John Wilde - Love and Death

John Wilde - Love & Death

December 3 - 31, 2022

Tory Folliard Gallery celebrates the work of Wisconsin artist John Wilde with Love and Death, an exhibition of his paintings and drawings from 1940-2005.  

John Wilde’s work constantly balances life with death. These elements were most frequently integrated, side-by-side, or embodied through objects or figures betraying one foot in ecstasy and the other in the tomb. His attention to their embrace comes through the ripeness of fruits and inquisitiveness of insects from his garden, runs through the flight of birds and their songs, is overlaid upon his reflection, hides in the smile of frolicking naked ladies, and rests in the crisp glow of talismanic objects.

-- Robert Cozzolino

John Wilde (1919-2006) was a leader in the American surrealism movement known as Magic Realism. He was a consummate draftsman employing Renaissance painting and drawing techniques in his compositions. He was known for his beautiful and bizarre subject matter, and his adoration of the natural world. Wilde's ideas of life and death interact contrapuntally, or, as Wilde put it more bluntly, "from sex to the awareness of death." 

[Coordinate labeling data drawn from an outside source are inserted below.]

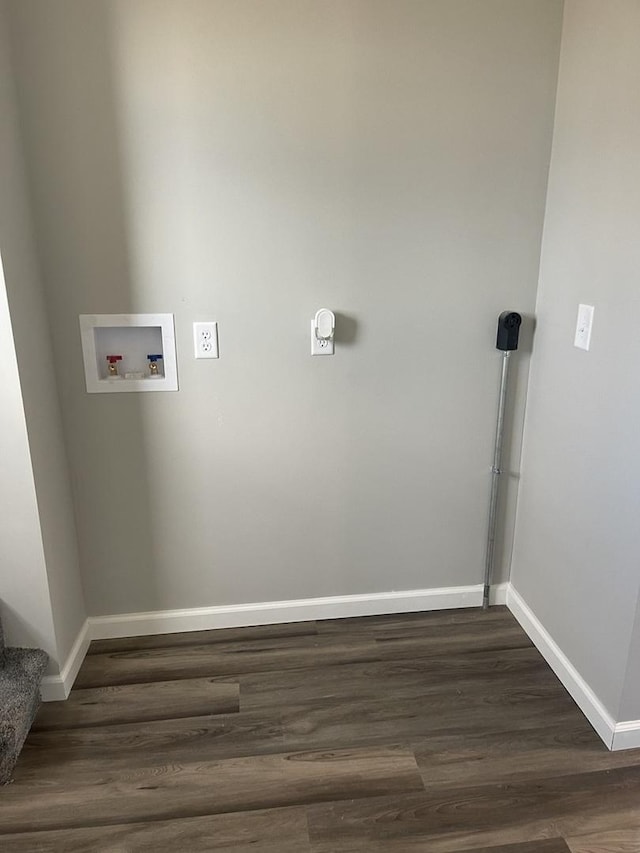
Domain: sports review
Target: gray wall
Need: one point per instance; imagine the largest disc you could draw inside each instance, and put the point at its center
(250, 162)
(30, 326)
(577, 551)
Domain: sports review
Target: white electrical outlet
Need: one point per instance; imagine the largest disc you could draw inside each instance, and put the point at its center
(584, 325)
(205, 340)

Wilde's work is represented in the collections of the Whitney Museum of American Art, Museum of Modern Art, Crystal Bridges Museum of Art, Cleveland Museum of Art, Minneapolis Institute of Art, Walker Art Center, Art Institute of Chicago, Milwaukee Art Museum, Pennsylvania Academy of the Fine Arts, Museum of Wisconsin Art, Detroit Institute of Art, Museum of Contemporary Art, Chicago, Portland Art Museum, and Smithsonian American Art Museum, among many others.

The Tory Folliard Gallery has represented John Wilde's art since 1993.

Catalog with essay by Robert Cozzolino will accompany this exhibition.